Flora Thomson-DeVeaux é escritora, pesquisadora e tradutora, mais recentemente de Memórias Póstumas de Brás Cubas, que foi publicado pela Penguin em 2020. Nascida em Charlottesville e radicada no Rio de Janeiro, é diretora de pesquisa da Rádio Novelo, onde trabalhou nos podcasts Praia dos Ossos, Retrato Narrado, República das Milícias, Crime e Castigo, e o podcast do Projeto Querino, entre outros. Atualmente prepara uma tradução para o inglês da seção amazônica de O Turista Aprendiz, de Mário de Andrade, também para os Clássicos Penguin.

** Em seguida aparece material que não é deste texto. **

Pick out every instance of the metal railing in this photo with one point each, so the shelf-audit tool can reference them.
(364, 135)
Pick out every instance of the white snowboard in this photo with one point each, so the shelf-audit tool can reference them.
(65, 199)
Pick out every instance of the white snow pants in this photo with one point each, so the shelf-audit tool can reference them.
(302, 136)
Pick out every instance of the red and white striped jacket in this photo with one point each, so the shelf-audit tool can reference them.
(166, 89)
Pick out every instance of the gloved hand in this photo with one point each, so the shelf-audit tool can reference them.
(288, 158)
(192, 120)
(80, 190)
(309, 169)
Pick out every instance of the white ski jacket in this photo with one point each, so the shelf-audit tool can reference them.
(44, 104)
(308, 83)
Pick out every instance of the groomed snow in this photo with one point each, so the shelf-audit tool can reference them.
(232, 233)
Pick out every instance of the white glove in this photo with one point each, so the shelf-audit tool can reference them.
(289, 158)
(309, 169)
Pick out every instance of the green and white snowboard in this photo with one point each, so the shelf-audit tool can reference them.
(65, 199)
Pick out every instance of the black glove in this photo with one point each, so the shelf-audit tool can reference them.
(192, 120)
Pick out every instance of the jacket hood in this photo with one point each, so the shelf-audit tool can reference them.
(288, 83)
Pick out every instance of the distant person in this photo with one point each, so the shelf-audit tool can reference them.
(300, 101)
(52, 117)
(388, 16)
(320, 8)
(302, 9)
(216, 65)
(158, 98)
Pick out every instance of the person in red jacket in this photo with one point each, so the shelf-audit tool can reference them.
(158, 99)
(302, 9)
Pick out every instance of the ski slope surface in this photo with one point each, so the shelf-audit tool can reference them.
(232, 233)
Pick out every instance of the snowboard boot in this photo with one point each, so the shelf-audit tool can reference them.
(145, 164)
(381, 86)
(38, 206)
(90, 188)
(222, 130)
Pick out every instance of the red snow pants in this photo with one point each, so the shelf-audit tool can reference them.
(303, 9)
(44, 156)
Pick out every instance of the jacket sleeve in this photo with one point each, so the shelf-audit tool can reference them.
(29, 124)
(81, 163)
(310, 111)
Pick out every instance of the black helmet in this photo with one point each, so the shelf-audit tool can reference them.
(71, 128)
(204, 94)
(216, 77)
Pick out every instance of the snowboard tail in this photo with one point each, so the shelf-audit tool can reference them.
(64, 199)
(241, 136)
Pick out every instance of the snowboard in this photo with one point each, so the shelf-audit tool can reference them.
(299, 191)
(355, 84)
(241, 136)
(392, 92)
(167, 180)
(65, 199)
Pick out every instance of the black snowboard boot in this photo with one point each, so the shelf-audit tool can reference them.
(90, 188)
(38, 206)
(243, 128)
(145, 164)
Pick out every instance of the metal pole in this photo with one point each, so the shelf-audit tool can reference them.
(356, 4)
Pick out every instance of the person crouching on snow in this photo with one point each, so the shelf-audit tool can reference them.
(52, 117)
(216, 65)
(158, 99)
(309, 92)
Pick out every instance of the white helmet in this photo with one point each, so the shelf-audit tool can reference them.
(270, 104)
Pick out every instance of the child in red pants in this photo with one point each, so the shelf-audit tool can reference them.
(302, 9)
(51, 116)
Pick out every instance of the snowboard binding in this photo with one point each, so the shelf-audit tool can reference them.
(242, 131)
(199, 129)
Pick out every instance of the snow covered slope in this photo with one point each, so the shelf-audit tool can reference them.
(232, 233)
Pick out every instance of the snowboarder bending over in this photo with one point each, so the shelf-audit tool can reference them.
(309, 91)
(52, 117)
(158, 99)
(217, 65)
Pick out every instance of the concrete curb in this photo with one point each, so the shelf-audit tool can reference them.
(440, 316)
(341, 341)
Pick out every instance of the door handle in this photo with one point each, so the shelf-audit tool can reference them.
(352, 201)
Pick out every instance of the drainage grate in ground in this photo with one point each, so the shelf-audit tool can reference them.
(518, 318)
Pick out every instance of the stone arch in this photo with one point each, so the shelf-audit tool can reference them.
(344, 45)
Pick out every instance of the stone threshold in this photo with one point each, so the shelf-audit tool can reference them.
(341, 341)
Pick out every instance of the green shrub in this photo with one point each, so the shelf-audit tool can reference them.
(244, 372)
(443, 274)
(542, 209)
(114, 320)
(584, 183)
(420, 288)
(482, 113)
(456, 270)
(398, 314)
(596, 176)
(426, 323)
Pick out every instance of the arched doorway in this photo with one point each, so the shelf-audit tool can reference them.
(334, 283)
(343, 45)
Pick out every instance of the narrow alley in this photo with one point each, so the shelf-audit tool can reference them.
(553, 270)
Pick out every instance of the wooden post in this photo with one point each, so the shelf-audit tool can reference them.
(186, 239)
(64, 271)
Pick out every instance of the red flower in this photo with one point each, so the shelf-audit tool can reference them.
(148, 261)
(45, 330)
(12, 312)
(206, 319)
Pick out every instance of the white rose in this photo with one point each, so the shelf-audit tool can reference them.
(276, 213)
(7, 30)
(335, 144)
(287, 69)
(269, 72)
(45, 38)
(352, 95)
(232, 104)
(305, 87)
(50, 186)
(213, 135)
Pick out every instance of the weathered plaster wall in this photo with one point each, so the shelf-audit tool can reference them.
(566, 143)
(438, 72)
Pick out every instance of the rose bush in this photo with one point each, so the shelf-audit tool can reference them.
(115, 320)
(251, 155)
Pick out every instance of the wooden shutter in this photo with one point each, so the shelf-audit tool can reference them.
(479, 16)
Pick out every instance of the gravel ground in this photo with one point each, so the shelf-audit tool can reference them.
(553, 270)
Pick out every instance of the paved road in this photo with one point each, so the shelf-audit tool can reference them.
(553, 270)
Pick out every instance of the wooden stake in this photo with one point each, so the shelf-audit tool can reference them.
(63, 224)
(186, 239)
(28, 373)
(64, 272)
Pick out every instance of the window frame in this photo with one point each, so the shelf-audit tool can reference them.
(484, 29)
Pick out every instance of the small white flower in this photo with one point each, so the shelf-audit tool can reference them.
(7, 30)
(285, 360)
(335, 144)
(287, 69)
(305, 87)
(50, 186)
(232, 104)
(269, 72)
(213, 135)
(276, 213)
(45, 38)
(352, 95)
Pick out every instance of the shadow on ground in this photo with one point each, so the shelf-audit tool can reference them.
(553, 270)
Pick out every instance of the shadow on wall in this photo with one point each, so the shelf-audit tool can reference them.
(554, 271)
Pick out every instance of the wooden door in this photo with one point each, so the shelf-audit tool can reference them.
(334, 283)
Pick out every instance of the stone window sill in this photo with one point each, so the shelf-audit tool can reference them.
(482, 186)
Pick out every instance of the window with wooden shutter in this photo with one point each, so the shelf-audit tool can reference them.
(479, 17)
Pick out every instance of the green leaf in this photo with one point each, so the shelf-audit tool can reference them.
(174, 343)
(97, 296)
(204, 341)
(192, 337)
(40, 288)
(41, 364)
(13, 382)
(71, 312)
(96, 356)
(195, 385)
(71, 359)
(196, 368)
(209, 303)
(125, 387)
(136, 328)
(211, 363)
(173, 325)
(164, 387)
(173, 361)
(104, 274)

Rogério Barbosa é artista plástico. Nascido em Pouso Alegre, estudou na Escola Panamericana de Arte, em São Paulo, e foi depois orientando de Carlos Fajardo e Dudi Maia Rosa no Museu Brasileiro de Escultura (MUBE). Participou do 2º Prêmio Gunther de Pintura, no Museu de Arte Contemporânea (MAC-USP), e apresentou trabalhos nas exposições Arte em Movimento, no Sesc Pompeia; 10 artistas, na galeria Baró Senna; A Vastidão dos Mapas, no Santander Cultural; no Museu Oscar Niemeyer (MON); e na mostra individual Ainda Não Está Escuro, na galeria Virgílio, em 2019. É representado pelas galerias Izabel Pinheiro (Barco), em São Paulo, e Ficher Rohr, na Suíça.